Despite the hype, there is insufficient evidence to determine the effectiveness of lower lithium doses. However, early research shows some promise.

Basic biology suggests that many enzymes, hormones, vitamins, and growth factors require lithium to work. Lithium also appears to support the immune and nervous systems. Scientists are investigating whether it promotes the regeneration of cells. Some suspect that it might even increase telomeres and prolong lifespan, but this hypothesis remains unproven [2].

 

Lithium Orotate

The modern boom of lithium supplements started with lithium orotate.

Lithium orotate is poorly researched and its safety has not been determined.

Additionally, lithium orotate supplements have not been approved by the FDA for medical use. Supplements generally lack solid clinical research. Regulations set manufacturing standards for them but don’t guarantee that they’re safe or effective. Speak with your doctor before supplementing.

 

Availability in the Brain

Some early low-quality studies on lithium orotate suggested that this form of lithium may be better at penetrating the blood-brain barrier, theoretically allowing it to reach higher levels in the brain. This has never been proven in clinical trials [3, 4].

Many studies have challenged these claims about lithium orotate. All in all, we’re still in serious need of clinical research about lithium orotate to get answers about its safety and effectiveness. For now, its use is not backed up by science [5, 6].

 

Other Lithium Salts

Some supplements contain lithium citrate or aspartate salts. Lithium carbonate is typically used at high doses and requires a doctor’s prescription and careful monitoring of blood lithium levels.

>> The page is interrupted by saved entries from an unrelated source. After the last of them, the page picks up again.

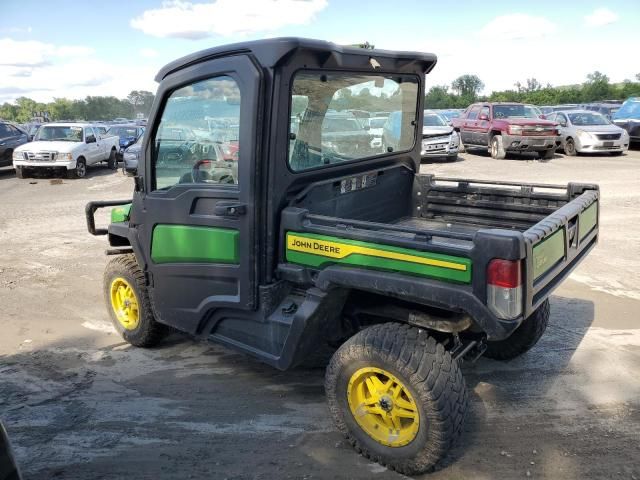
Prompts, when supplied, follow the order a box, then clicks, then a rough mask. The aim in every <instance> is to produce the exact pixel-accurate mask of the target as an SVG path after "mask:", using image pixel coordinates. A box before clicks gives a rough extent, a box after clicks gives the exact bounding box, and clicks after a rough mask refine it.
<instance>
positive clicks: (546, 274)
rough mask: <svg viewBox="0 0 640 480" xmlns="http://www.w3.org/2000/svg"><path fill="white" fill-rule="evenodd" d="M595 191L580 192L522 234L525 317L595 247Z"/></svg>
mask: <svg viewBox="0 0 640 480" xmlns="http://www.w3.org/2000/svg"><path fill="white" fill-rule="evenodd" d="M599 206H600V203H599V191H598V190H597V188H590V189H586V190H584V191H583V192H582V193H581V194H579V196H577V197H576V198H574V199H573V200H571V201H570V202H569V203H567V204H566V205H564V206H563V207H561V208H560V209H558V210H557V211H556V212H554V213H552V214H551V215H549V216H548V217H546V218H545V219H543V220H541V221H540V222H538V223H537V224H535V225H534V226H533V227H531V228H529V229H528V230H526V231H525V232H524V233H523V235H524V239H525V244H526V249H527V256H526V264H525V281H526V287H527V289H526V292H527V293H526V299H525V312H524V313H525V316H528V315H529V314H531V313H532V312H533V311H534V310H535V309H536V308H537V307H538V306H539V305H540V304H541V303H542V302H543V301H544V300H545V298H547V297H548V296H549V294H550V293H551V291H552V290H553V289H554V288H556V287H557V286H558V285H559V284H560V283H561V282H562V281H563V280H564V279H565V278H566V277H567V276H568V275H569V273H571V270H573V269H574V268H575V267H576V266H577V265H578V264H579V263H580V262H581V261H582V259H583V258H584V257H585V256H586V254H587V253H588V252H589V251H590V250H591V249H592V248H593V247H594V246H595V244H596V243H597V240H598V227H599V213H600V212H599Z"/></svg>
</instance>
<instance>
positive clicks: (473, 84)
mask: <svg viewBox="0 0 640 480" xmlns="http://www.w3.org/2000/svg"><path fill="white" fill-rule="evenodd" d="M483 88H484V83H483V82H482V80H480V78H479V77H478V76H477V75H461V76H460V77H458V78H456V79H455V80H454V81H453V82H451V89H452V90H454V91H455V92H457V93H458V95H460V96H461V97H468V98H472V99H474V100H475V99H476V98H477V97H478V95H479V94H480V91H481V90H482V89H483Z"/></svg>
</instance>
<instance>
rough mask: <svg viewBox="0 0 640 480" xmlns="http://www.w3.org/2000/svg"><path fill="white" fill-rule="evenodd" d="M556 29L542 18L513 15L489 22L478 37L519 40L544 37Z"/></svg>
mask: <svg viewBox="0 0 640 480" xmlns="http://www.w3.org/2000/svg"><path fill="white" fill-rule="evenodd" d="M556 29H557V27H556V25H555V24H554V23H553V22H551V21H550V20H548V19H546V18H544V17H537V16H535V15H526V14H524V13H513V14H510V15H501V16H499V17H496V18H494V19H493V20H491V21H490V22H489V23H487V24H486V25H485V26H484V27H482V29H481V30H480V35H479V36H480V38H483V39H496V40H519V39H525V38H540V37H544V36H547V35H549V34H551V33H553V32H555V31H556Z"/></svg>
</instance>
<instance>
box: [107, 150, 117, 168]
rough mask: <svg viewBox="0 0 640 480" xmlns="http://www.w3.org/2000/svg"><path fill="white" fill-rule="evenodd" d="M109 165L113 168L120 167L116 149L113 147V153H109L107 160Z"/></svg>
mask: <svg viewBox="0 0 640 480" xmlns="http://www.w3.org/2000/svg"><path fill="white" fill-rule="evenodd" d="M107 167H108V168H110V169H111V170H115V169H116V168H118V160H117V159H116V149H115V148H112V149H111V153H110V154H109V159H108V160H107Z"/></svg>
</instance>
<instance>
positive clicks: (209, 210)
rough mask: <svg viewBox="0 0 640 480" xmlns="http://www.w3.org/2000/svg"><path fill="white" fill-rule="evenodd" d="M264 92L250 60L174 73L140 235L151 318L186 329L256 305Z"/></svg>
mask: <svg viewBox="0 0 640 480" xmlns="http://www.w3.org/2000/svg"><path fill="white" fill-rule="evenodd" d="M259 87H260V73H259V71H258V70H257V69H256V68H255V67H254V64H253V63H252V62H251V61H250V60H249V58H248V57H246V56H236V57H229V58H223V59H216V60H211V61H208V62H204V63H200V64H197V65H193V66H191V67H187V68H185V69H183V70H180V71H178V72H176V73H173V74H171V75H170V76H169V77H167V78H165V79H164V80H163V81H162V83H161V86H160V89H159V91H158V94H157V97H156V99H157V100H156V102H155V103H154V109H153V111H152V113H151V117H150V118H152V119H153V120H152V121H153V123H152V124H151V125H150V126H149V127H148V129H147V133H146V135H145V140H144V142H145V148H144V152H145V159H144V170H143V171H142V172H141V173H142V175H143V182H141V183H143V184H144V189H145V194H144V195H141V196H139V197H138V198H139V199H140V201H141V203H142V209H143V213H144V215H143V216H142V217H141V219H140V221H141V223H140V224H139V225H137V231H138V238H139V242H140V248H141V252H142V254H143V256H144V257H145V258H146V266H147V274H148V277H149V278H148V280H149V283H150V294H151V299H152V302H153V306H154V312H155V314H156V316H157V318H158V320H159V321H161V322H162V323H166V324H168V325H172V326H175V327H177V328H179V329H180V330H183V331H187V332H191V333H196V332H197V331H198V326H199V325H200V322H201V321H202V320H203V319H205V318H207V317H208V316H209V315H213V314H214V313H215V312H216V311H218V310H220V309H234V310H235V311H241V310H245V311H247V310H253V309H254V307H255V303H256V300H255V295H256V279H257V270H256V269H257V266H256V261H255V258H256V250H257V248H258V246H257V242H256V239H255V233H254V230H255V227H254V220H255V202H254V183H255V174H254V172H255V156H256V154H255V153H256V147H255V145H256V137H257V131H258V127H257V120H256V119H257V112H258V92H259ZM158 100H159V101H158ZM225 133H229V134H230V133H234V135H226V137H225V135H224V134H225ZM220 138H238V139H239V155H238V158H237V159H236V160H233V161H229V160H225V159H224V158H223V155H222V154H221V152H222V151H223V148H220V147H224V145H219V141H218V140H219V139H220ZM134 212H135V209H134V211H133V212H132V217H131V221H132V222H133V223H134V224H135V223H136V219H135V215H134ZM227 311H228V310H227Z"/></svg>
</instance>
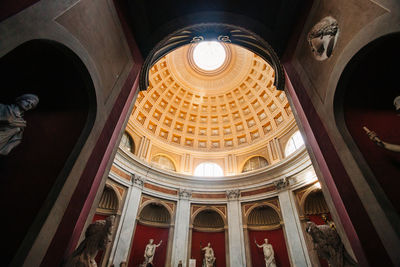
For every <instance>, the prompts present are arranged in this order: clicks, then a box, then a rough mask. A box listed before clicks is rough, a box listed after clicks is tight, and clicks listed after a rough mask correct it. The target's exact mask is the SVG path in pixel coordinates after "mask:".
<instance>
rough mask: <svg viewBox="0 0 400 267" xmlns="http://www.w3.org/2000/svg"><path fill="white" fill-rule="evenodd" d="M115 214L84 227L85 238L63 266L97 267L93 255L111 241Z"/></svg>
mask: <svg viewBox="0 0 400 267" xmlns="http://www.w3.org/2000/svg"><path fill="white" fill-rule="evenodd" d="M114 220H115V216H109V217H107V218H106V219H105V220H99V221H96V222H94V223H92V224H91V225H89V227H88V228H87V229H86V232H85V239H84V240H83V241H82V243H81V244H80V245H79V246H78V248H77V249H76V250H75V251H74V252H73V253H72V254H71V256H69V257H68V259H67V261H66V264H65V266H64V267H97V264H96V261H95V257H96V255H97V252H98V251H99V250H104V249H106V247H107V244H108V243H110V242H111V233H112V228H113V224H114Z"/></svg>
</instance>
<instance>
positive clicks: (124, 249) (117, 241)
mask: <svg viewBox="0 0 400 267" xmlns="http://www.w3.org/2000/svg"><path fill="white" fill-rule="evenodd" d="M143 183H144V179H143V178H141V177H138V176H135V177H133V186H132V187H131V188H130V189H129V192H128V196H127V198H126V202H125V203H126V209H125V211H123V213H122V214H125V216H124V217H121V223H120V228H119V229H118V231H117V234H116V236H115V240H117V242H116V244H115V246H114V248H113V251H112V252H111V253H112V254H111V255H114V257H113V260H112V262H113V264H114V265H115V266H120V264H121V262H127V261H128V259H127V258H128V255H129V249H130V247H131V242H132V240H133V233H134V231H135V227H136V217H137V212H138V209H139V205H140V198H141V194H142V188H143Z"/></svg>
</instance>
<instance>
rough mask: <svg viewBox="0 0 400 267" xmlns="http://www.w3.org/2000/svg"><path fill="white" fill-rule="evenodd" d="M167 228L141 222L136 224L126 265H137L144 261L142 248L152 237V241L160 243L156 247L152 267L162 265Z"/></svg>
mask: <svg viewBox="0 0 400 267" xmlns="http://www.w3.org/2000/svg"><path fill="white" fill-rule="evenodd" d="M168 232H169V228H159V227H152V226H147V225H142V224H137V225H136V230H135V234H134V238H133V242H132V247H131V254H130V256H129V262H128V267H137V266H139V264H142V263H143V261H144V250H145V248H146V245H147V244H148V243H149V239H151V238H152V239H154V243H155V244H158V243H160V240H162V241H163V242H162V244H161V246H159V247H158V248H156V254H155V256H154V259H153V265H154V267H162V266H164V265H165V261H166V256H167V246H168Z"/></svg>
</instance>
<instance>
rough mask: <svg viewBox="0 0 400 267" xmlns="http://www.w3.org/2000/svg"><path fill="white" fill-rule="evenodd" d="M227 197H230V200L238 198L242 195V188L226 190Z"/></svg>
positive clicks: (228, 198) (227, 197)
mask: <svg viewBox="0 0 400 267" xmlns="http://www.w3.org/2000/svg"><path fill="white" fill-rule="evenodd" d="M226 197H227V198H228V200H237V199H239V197H240V190H239V189H235V190H226Z"/></svg>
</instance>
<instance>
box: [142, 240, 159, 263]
mask: <svg viewBox="0 0 400 267" xmlns="http://www.w3.org/2000/svg"><path fill="white" fill-rule="evenodd" d="M153 242H154V239H150V240H149V243H148V244H147V246H146V248H145V250H144V262H143V263H142V266H147V265H148V264H151V266H152V265H153V259H154V255H155V254H156V248H158V247H159V246H161V243H162V240H161V241H160V243H158V245H156V244H153Z"/></svg>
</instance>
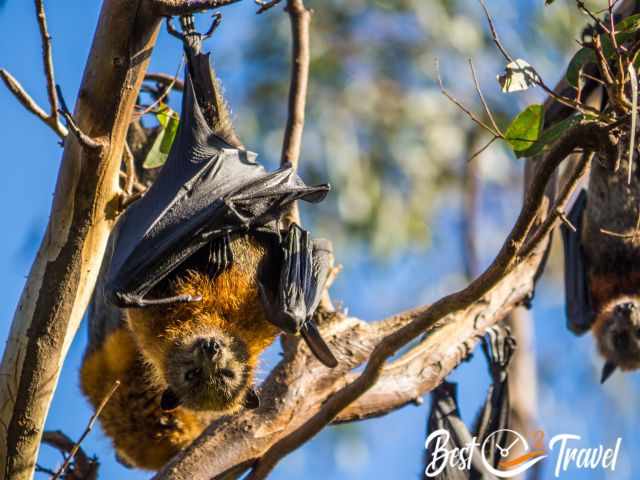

What makes so-called “supplemental” lithium different mostly comes down to dosage. Lithium supplements are used in much lower doses than prescription lithium.

In this post, we’ll focus on lithium orotate and the purported benefits of low-dose lithium in general, but we’ll still go over the main uses of high-dose, prescription lithium (lithium carbonate).

 

How is Low-Dose Lithium Different from Prescription Lithium?

The most important distinction between lithium orotate and lithium carbonate (the prescription form of lithium) is their dosage differences.

Lithium orotate contains about 4-5 mg of actual or elemental lithium per 100 mg dose [7].

This is in contrast to lithium carbonate, which contains about 19 mg of elemental lithium per 100 mg [7].